Drei Monden von nun an bestimm' ich zur Zeit.
Dann will ich auf diese drei Fragen Bescheid.

Zum ersten: Wann hoch ich im fürstlichen Rate,
Zu Throne mich zeige im Kaiser-Ornate,
Dann sollt ihr mir sagen, ein treuer Wardein,
Wie viel ich wohl wert bis zum Heller mag sein?

Zum zweiten sollt ihr mir berechnen und sagen:
Wie bald ich zu Rosse die Welt mag umjagen?
Um keine Minute zu wenig und viel!
Ich weiß, der Bescheid darauf ist euch nur Spiel.
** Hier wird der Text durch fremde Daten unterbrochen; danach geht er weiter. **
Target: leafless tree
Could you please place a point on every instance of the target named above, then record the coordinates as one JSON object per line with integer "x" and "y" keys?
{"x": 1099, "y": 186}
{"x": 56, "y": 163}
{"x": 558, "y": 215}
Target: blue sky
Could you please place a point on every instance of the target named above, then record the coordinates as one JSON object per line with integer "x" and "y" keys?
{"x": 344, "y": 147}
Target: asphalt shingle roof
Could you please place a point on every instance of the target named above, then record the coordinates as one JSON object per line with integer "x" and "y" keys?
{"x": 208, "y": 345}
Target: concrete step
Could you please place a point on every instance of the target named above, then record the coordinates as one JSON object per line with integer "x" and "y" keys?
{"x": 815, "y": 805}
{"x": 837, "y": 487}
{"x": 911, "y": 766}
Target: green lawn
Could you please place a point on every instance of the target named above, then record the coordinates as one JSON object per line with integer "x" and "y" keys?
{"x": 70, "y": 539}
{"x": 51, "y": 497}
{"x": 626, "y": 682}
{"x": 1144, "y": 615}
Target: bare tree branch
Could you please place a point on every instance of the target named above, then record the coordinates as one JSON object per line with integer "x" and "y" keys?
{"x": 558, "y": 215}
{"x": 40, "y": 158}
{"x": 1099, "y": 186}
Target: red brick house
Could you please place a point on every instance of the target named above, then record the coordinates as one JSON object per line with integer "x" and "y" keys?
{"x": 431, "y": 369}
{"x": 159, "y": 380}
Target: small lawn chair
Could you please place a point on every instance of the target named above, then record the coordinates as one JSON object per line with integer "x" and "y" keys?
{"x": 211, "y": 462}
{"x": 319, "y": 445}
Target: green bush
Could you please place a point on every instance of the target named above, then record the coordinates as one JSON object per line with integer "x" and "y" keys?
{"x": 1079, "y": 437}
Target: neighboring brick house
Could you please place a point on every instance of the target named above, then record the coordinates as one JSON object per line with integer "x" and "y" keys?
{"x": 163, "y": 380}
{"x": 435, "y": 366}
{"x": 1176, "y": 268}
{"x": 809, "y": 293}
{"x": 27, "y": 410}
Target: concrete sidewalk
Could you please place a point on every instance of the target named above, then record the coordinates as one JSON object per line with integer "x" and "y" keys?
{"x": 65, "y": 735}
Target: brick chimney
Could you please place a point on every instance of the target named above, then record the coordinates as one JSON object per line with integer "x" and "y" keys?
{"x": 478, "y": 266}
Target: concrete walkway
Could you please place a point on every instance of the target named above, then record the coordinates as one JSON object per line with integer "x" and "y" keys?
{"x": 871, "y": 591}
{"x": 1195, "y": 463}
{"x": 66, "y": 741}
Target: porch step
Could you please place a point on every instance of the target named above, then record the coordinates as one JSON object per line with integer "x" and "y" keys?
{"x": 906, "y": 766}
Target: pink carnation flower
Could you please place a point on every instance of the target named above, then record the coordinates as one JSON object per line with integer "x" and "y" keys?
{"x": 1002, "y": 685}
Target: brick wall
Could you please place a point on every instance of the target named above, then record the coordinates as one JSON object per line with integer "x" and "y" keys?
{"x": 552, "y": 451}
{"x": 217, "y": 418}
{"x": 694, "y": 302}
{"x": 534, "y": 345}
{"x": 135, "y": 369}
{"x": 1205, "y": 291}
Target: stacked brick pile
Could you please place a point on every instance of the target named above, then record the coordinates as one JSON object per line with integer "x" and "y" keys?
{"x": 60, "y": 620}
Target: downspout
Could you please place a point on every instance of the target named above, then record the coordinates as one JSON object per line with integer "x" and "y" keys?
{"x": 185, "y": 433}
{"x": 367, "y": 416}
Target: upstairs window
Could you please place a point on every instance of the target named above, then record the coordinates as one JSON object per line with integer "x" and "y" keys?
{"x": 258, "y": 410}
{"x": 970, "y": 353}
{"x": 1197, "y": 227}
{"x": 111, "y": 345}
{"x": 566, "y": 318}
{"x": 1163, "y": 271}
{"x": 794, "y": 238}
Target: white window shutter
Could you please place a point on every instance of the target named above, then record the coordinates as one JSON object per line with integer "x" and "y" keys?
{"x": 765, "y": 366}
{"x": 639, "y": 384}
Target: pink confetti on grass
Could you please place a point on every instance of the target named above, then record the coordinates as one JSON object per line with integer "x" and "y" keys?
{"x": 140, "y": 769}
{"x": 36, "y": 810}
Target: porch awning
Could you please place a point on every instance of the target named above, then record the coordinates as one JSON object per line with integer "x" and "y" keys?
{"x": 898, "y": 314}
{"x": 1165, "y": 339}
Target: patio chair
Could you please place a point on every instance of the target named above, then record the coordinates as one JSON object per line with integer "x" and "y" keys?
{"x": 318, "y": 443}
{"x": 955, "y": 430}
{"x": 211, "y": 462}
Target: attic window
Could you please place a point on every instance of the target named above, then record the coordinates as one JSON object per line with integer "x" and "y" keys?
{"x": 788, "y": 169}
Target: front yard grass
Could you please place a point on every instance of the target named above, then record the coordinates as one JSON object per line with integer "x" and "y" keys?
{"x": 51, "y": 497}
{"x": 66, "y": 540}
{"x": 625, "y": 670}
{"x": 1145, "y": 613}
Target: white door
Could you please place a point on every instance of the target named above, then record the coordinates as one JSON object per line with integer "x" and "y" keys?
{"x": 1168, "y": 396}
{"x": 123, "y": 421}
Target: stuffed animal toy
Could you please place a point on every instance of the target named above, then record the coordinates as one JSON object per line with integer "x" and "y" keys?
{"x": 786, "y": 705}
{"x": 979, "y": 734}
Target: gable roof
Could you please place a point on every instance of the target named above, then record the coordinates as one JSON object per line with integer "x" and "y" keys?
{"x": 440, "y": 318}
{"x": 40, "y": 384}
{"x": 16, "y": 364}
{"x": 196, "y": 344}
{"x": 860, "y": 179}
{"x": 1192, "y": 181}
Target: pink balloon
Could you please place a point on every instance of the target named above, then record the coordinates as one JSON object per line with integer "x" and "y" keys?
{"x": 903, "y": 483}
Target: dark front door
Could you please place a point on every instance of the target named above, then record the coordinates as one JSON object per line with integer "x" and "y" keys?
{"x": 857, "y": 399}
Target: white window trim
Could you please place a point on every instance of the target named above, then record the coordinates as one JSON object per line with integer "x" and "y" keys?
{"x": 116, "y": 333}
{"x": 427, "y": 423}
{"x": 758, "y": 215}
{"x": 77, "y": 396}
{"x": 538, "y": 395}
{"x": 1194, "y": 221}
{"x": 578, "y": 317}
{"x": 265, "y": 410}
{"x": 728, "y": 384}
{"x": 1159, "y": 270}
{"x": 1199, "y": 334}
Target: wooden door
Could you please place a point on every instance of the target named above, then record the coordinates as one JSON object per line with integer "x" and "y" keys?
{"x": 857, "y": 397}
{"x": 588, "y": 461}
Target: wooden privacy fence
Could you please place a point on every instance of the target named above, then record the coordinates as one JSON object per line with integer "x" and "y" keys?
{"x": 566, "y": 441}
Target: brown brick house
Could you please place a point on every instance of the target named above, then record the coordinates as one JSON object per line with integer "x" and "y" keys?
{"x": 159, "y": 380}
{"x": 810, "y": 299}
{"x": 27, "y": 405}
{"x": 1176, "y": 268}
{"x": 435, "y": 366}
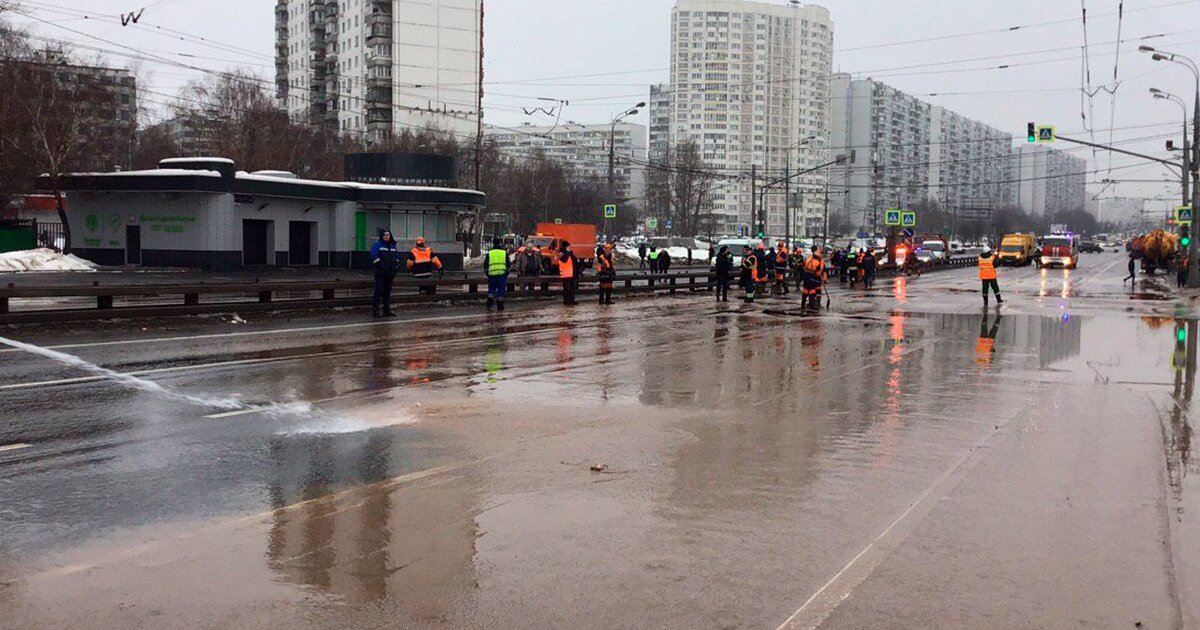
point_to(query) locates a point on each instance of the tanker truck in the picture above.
(1158, 250)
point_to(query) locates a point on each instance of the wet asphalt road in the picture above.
(886, 465)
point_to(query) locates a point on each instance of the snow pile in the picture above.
(43, 259)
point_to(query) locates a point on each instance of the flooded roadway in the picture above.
(906, 460)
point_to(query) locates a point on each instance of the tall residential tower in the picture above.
(750, 88)
(377, 67)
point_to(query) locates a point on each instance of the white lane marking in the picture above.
(252, 333)
(168, 370)
(821, 605)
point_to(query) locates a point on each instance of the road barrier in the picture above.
(22, 304)
(100, 301)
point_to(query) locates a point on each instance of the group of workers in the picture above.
(760, 267)
(385, 257)
(658, 261)
(777, 267)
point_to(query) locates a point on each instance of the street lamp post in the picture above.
(612, 147)
(1187, 155)
(1194, 162)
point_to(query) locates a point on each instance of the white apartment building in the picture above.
(969, 162)
(659, 111)
(1048, 180)
(586, 148)
(379, 66)
(749, 87)
(889, 133)
(910, 151)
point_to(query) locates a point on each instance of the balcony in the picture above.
(379, 115)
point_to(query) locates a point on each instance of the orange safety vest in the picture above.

Zum dritten noch sollst du, o Preis der Prälaten,
Auf's Härchen mir meine Gedanken erraten.
Die will ich dann treulich bekennen; allein
Es soll auch kein Titelchen Wahres dran sein.

Und könnt ihr mir diese drei Fragen nicht lösen,
So seid ihr die längste Zeit Abt hier gewesen;
So lass' ich euch führen zu Esel durch's Land,
Verkehrt, statt des Zaumes den Schwanz in der Hand.« —

Drauf trabte der Kaiser mit Lachen von hinnen.
Das Pfäfflein zerriß und zerspliß sich mit Sinnen.
Kein armer Verbrecher fühlt mehr Schwulität,
Der vor hochnotpeinlichem Hals-Gericht steht.

Er schickte nach ein, zwei, drei, vier Un'vers'täten,
Er fragte bei ein, zwei, drei, vier Fakultäten,
Er zahlte Gebühren und Sporteln vollauf;
Doch löste kein Doktor die Fragen ihm auf.

Schnell wuchsen, bei herzlichem Zagen und Pochen,
Die Stunden zu Tage, die Tagen zu Wochen,
Die Wochen zu Monden, schon kam der Termin!
Ihm ward's vor den Augen bald gelb und bald grün.